Kampfjet-Koalition für Kiew Deutschland sucht seine Nebenrolle
Die Kampfjet-Koalition für die Ukraine nimmt Gestalt an. Mehrere Länder wollen Piloten ausbilden und dann wohl F-16-Maschinen an Kiew liefern. Deutschland steht bislang abseits - aber wie lange noch?
Man muss über kein besonders feines Gehör verfügen, um die Veränderung in der Wortwahl des Verteidigungsministers wahrzunehmen - zur deutschen Rolle in einer Kampfjet-Koalition: "Wir haben aktiv nichts beizutragen. Wir haben keine Ausbildungskompetenzen. Wir haben die Flugzeuge nicht." So drückte es Boris Pistorius noch Mitte vergangener Woche aus.
Diese Woche beim EU-Verteidigungsministertreffen klang das schon nicht mehr ganz so zugeknöpft: "Die paar Möglichkeiten, die es theoretisch geben könnte, prüfen wir gerade. Und dann werden wir sagen, ob wir diesen Beitrag leisten können und wollen."
Kann Deutschland abseits stehen?
Auch wenn der SPD-Politiker sogleich einschränkend hinzufügte, dass die deutsche Rolle gewiss keine "maßgebliche" sein werde, stellt sich doch die Frage: Kann Deutschland überhaupt abseits stehen? Kann Deutschland weiter im - bildlich gesprochen - "Tarnkappen-Modus" unterwegs sein, wenn doch die sogenannte Kampfjet-Koalition zunehmend Gestalt annimmt? Denn das tut sie zweifelsohne, seitdem der bislang in dieser Frage stets zurückhaltend-skeptische US-Präsident Joe Biden am Rande des G7-Gipfels verkündete, die USA würden der Ausbildung ukrainischer Piloten an F-16-Kampfjets nicht mehr im Wege stehen.

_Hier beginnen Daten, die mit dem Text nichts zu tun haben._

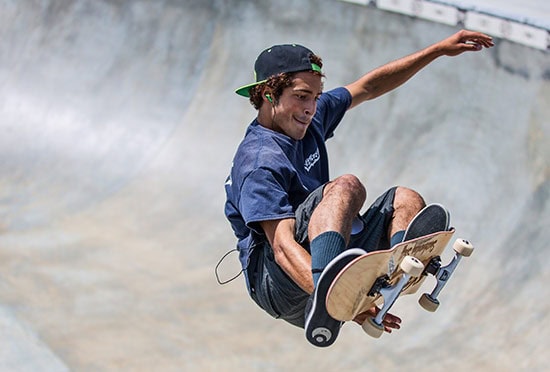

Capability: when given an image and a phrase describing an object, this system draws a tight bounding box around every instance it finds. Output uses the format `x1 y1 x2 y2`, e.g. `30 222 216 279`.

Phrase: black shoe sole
304 248 366 347
403 204 450 241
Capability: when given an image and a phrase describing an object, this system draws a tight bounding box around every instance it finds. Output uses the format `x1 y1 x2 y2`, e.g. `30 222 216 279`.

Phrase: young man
225 30 493 346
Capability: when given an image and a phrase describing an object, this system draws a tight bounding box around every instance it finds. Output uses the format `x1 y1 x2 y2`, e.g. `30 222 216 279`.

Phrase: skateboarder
225 30 493 346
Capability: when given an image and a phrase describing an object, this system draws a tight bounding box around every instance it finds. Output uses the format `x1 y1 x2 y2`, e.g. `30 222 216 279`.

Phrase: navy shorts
248 186 396 328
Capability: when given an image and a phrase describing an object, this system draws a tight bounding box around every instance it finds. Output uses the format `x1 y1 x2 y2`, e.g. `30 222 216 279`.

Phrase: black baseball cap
235 44 321 97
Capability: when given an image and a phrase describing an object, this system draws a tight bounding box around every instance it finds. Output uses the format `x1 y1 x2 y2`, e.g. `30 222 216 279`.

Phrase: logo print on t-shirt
304 148 320 172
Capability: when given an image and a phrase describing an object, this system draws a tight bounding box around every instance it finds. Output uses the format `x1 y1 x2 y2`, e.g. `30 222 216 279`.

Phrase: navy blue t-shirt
225 88 351 284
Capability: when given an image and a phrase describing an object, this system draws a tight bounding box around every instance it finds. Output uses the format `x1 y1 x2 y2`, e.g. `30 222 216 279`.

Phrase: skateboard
326 228 474 338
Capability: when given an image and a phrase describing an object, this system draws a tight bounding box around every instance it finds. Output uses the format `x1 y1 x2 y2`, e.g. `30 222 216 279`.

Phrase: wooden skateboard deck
326 229 455 321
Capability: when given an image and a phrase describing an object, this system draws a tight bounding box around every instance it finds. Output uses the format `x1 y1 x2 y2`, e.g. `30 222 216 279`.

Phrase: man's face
272 71 323 140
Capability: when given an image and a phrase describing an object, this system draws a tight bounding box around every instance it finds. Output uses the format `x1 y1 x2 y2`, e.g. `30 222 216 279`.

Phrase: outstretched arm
346 30 494 108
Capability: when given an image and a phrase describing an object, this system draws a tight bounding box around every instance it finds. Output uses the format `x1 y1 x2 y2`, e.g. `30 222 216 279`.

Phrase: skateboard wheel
399 256 424 277
418 293 439 313
453 239 474 257
361 317 384 338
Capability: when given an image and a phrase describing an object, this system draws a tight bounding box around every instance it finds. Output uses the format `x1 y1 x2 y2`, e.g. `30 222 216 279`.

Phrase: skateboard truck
362 256 424 338
418 239 474 312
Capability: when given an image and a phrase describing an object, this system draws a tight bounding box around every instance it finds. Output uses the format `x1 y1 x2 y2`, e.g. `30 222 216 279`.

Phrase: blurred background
0 0 550 371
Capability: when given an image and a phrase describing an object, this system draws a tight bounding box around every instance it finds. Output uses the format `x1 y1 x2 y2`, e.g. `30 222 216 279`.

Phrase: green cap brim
235 80 267 97
235 63 323 97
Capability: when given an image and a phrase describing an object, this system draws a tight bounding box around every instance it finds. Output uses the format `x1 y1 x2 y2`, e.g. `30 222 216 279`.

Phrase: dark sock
310 231 346 286
390 230 405 247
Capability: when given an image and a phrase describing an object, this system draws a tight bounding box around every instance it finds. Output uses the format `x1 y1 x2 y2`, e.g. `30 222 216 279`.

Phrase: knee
329 174 367 205
393 186 426 211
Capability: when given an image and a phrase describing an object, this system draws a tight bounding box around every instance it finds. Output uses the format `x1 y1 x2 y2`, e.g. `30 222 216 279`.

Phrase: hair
249 54 325 110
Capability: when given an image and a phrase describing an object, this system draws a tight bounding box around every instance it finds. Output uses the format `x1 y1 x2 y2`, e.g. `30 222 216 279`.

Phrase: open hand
436 30 495 56
353 306 401 333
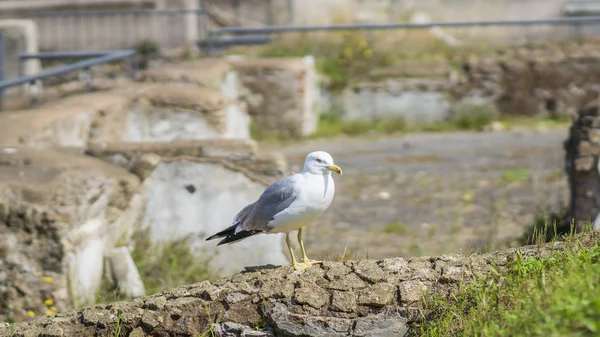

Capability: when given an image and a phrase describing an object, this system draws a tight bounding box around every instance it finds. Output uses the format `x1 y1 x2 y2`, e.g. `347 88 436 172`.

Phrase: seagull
206 151 342 270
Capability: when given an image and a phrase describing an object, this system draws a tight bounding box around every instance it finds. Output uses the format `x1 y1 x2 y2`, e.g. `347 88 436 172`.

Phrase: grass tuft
414 233 600 337
132 233 212 295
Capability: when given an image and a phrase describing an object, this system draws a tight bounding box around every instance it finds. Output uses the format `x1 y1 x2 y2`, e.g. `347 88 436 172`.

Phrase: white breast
269 173 335 233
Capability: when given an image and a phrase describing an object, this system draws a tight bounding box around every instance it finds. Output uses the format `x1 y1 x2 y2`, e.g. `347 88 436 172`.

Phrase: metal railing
205 16 600 52
24 9 208 51
0 47 136 102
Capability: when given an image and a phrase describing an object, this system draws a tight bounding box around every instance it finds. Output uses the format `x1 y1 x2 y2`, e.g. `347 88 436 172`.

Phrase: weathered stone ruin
565 101 600 230
0 60 324 322
0 238 584 337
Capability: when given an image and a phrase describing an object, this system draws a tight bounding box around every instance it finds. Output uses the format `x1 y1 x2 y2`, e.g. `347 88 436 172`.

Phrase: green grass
502 168 531 182
96 228 214 303
413 228 600 337
311 103 500 138
383 222 408 234
132 233 213 295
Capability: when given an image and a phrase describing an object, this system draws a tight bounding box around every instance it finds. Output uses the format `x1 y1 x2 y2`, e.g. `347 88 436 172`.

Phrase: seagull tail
206 225 236 241
217 230 262 246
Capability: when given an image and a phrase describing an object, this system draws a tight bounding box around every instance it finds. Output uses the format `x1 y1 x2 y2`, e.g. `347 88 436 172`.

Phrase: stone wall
328 41 600 122
565 101 600 230
0 237 584 337
0 60 287 321
231 57 318 138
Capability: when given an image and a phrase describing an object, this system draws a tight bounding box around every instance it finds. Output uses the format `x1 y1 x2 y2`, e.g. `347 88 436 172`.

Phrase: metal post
231 0 241 26
288 0 295 25
267 0 273 26
0 33 5 101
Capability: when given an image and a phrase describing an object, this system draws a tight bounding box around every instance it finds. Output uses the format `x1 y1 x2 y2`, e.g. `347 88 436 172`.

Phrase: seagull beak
327 165 342 175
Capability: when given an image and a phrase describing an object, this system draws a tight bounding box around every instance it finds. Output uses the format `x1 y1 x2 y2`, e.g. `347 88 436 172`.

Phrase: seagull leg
298 227 322 265
285 233 310 270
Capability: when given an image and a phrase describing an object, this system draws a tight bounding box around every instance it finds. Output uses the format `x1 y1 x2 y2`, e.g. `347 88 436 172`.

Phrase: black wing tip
217 230 262 246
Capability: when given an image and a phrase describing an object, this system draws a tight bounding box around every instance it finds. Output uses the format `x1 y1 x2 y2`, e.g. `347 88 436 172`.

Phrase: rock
230 57 319 137
398 280 427 304
352 313 408 337
331 291 356 312
269 304 353 337
564 102 600 230
354 260 385 282
294 283 329 309
358 283 396 307
0 236 584 337
131 153 162 180
0 147 139 321
213 322 275 337
336 79 451 124
483 121 506 132
106 247 146 298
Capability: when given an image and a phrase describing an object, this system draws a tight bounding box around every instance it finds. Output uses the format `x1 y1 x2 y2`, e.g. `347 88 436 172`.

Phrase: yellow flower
344 47 352 58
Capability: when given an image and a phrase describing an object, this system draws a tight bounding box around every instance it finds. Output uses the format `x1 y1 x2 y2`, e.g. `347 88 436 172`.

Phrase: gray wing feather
234 176 296 233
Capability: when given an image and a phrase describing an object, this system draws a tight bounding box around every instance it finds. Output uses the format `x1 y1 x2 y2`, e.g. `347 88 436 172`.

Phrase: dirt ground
270 127 569 258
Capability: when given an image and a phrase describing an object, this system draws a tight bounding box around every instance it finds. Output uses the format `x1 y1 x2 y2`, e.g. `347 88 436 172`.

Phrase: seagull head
303 151 342 175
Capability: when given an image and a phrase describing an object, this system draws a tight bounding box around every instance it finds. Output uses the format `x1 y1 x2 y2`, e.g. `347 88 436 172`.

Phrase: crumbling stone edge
0 235 600 337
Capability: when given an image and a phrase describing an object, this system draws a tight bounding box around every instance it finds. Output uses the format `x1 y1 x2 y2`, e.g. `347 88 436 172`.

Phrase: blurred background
0 0 600 321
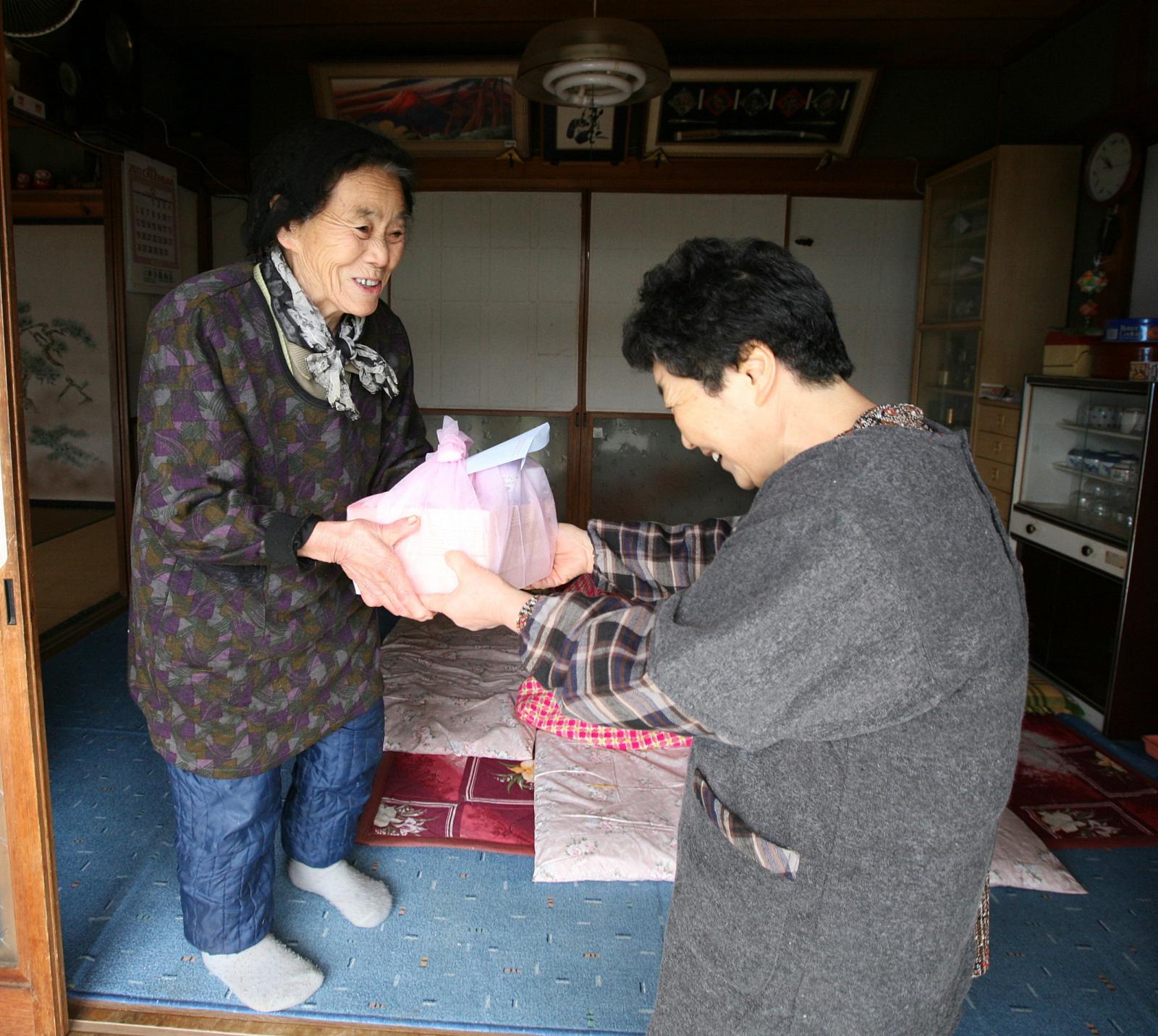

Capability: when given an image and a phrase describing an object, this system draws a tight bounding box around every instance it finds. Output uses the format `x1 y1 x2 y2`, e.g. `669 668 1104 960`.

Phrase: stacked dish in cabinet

Nach Ansicht von Luftwaffen-Inspekteur Ingo Gerhartz war das ein "Startschuss": "Wir alle können uns kaum noch vorstellen, wenn er jetzt 'A' gesagt hat, also die Ausbildung zu beginnen, dass er dann nicht auch noch 'B' sagen wird und der nächste Schritt auch folgt", sagte er im Interview mit dem ARD-Hauptstadtstudio und NDR Info.
Deutschland hat keine F-16-Maschinen
Der nächste Schritt - das wäre dann wohl eine Lieferung von F-16 an die Ukraine. Dass er gegangen wird, steht für den belgischen Premier Alexander de Croo außer Zweifel. Schließlich sei sein Land gebeten worden, Ukrainer an der F-16 auszubilden, berichtete de Croo am Montag vor Journalisten in Berlin - und es wäre ja "merkwürdig, Belgien diese Frage zu stellen, ohne dass dann Flugzeuge kämen". Noch hat zwar keine Nation offiziell verkündet, dass sie Kampfjets liefern wird. Doch das scheint eher eine Frage des "wann" als des "ob überhaupt".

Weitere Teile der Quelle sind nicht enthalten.